One of the limitations of the present study is its lack of ITT, which was not preferred due to unwanted effects. The pituitary magnetic resonance imaging could not be performed due to limited conditions during the pandemic. It will be performed if the changes persist in the clinical follow-up. A small number of control subjects is an another limitation of the study, although we have previously elucidated the cut-off values for GH and cortisol to corresponding tests.

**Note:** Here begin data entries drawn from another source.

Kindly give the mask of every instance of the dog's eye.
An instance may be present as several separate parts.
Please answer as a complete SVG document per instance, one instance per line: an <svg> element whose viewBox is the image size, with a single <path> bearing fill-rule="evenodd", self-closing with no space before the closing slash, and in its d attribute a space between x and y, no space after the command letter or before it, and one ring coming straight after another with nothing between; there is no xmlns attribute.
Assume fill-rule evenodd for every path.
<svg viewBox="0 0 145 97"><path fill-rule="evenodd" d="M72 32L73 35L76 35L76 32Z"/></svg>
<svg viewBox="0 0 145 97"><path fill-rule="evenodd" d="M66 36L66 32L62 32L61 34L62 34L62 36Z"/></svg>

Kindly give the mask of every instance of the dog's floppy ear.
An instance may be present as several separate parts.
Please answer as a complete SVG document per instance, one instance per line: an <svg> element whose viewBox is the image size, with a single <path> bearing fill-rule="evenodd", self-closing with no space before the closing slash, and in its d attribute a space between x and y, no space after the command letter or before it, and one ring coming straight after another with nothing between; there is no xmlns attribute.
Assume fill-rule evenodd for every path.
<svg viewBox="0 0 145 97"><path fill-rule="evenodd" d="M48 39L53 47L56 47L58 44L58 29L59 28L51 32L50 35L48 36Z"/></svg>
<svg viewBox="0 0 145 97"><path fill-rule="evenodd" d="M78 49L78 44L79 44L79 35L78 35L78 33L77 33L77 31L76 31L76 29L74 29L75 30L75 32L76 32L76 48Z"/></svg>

In conclusion, we detected insufficient GH responses to GST in nearly half of the patients and insufficient cortisol responses in 9%–16.2% of the patients with at least 3 months history of COVID-19 infection. The hypothalamus/pituitary dysfunction, particularly in HPA and GH axes are not uncommon and may be involved in the aetiology of post-COVID 19 symptoms. The effects of these dysfunctions on the post-COVID 19 period and recovery of the dysfunctions in the follow-up require further investigations.

Acknowledgements

Preparation for publication of this article is supported by the Society of Endocrinology and Metabolism of Turkey.

Funding

The Council of Scientific Investigations of Erciyes University supported this study (Project No: TSA-202010491).

Data Availability

The datasets in this study are available by reasonable request from the corresponding author.

Ethical Approval

All procedures in the studies with human participants followed the 1964 Helsinki Declaration the ethical standards of the national or institutional research committee and its later amendments or comparable ethical standards. Therefore, Ethics Committee of Erciyes University approved this study (Approval Date: 08.07.2020, Approval Number: 2020/363).

Disclosure

All authors declare no conflict of interest in the reported research.